# Merging fine-tuned models
After fine-tuning a model, it must be merged with the base model to make a new model others can simply download and try.

In [1]:
base_model = "nvidia/Llama-3.1-Minitron-4B-Depth-Base"
new_model = "Llama-3.1-Minitron-4B-Depth-BIA-proof-of-concept"
user_org = "haesleinhuepf"

For the merging step, we reload the model and the base model.

In [2]:
from transformers import AutoModelForCausalLM, AutoTokenizer, pipeline
from peft import PeftModel
import torch
from trl import setup_chat_format
# Reload tokenizer and model
tokenizer = AutoTokenizer.from_pretrained(base_model)
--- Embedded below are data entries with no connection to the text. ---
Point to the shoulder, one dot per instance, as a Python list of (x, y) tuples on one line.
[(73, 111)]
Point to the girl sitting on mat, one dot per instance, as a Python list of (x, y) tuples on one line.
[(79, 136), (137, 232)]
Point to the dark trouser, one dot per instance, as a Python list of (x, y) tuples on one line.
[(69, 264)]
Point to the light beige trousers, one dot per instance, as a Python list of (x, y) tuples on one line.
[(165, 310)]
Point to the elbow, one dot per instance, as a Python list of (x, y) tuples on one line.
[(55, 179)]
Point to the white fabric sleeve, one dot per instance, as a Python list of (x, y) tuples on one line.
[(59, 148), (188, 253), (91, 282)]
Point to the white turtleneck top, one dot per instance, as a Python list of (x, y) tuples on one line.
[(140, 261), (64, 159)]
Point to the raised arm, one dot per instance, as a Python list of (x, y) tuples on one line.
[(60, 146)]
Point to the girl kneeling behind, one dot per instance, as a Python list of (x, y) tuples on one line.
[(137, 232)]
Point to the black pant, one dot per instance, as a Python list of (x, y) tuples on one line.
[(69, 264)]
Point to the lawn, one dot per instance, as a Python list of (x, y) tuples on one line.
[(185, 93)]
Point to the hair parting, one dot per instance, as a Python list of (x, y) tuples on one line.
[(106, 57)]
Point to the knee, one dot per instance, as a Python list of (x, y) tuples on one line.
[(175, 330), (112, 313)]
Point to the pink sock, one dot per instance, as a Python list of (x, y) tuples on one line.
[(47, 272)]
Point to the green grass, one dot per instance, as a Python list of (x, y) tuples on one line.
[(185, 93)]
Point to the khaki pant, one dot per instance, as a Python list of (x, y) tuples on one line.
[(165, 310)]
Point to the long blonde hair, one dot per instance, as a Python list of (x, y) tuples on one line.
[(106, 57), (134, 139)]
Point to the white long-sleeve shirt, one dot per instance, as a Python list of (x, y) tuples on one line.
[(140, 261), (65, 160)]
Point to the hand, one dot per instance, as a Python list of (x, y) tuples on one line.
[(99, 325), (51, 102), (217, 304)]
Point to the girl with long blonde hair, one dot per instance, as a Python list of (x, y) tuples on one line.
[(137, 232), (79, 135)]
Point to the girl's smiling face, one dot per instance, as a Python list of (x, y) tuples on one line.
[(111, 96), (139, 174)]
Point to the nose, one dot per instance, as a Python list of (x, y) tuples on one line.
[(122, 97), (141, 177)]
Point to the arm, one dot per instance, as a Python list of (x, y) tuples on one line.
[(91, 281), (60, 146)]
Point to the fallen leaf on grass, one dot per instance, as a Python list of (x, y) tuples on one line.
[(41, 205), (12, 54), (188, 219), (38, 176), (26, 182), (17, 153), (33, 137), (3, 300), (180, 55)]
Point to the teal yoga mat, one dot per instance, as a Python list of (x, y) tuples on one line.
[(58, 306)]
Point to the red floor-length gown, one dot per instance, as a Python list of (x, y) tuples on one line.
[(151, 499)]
base_model_reload = AutoModelForCausalLM.from_pretrained(
        base_model,
        return_dict=True,
        low_cpu_mem_usage=True,
        torch_dtype=torch.float16,
        device_map="auto",
        trust_remote_code=True,
)

base_model_reload, tokenizer = setup_chat_format(base_model_reload, tokenizer)

# Merge adapter with base model
model = PeftModel.from_pretrained(base_model_reload, new_model + "_temp")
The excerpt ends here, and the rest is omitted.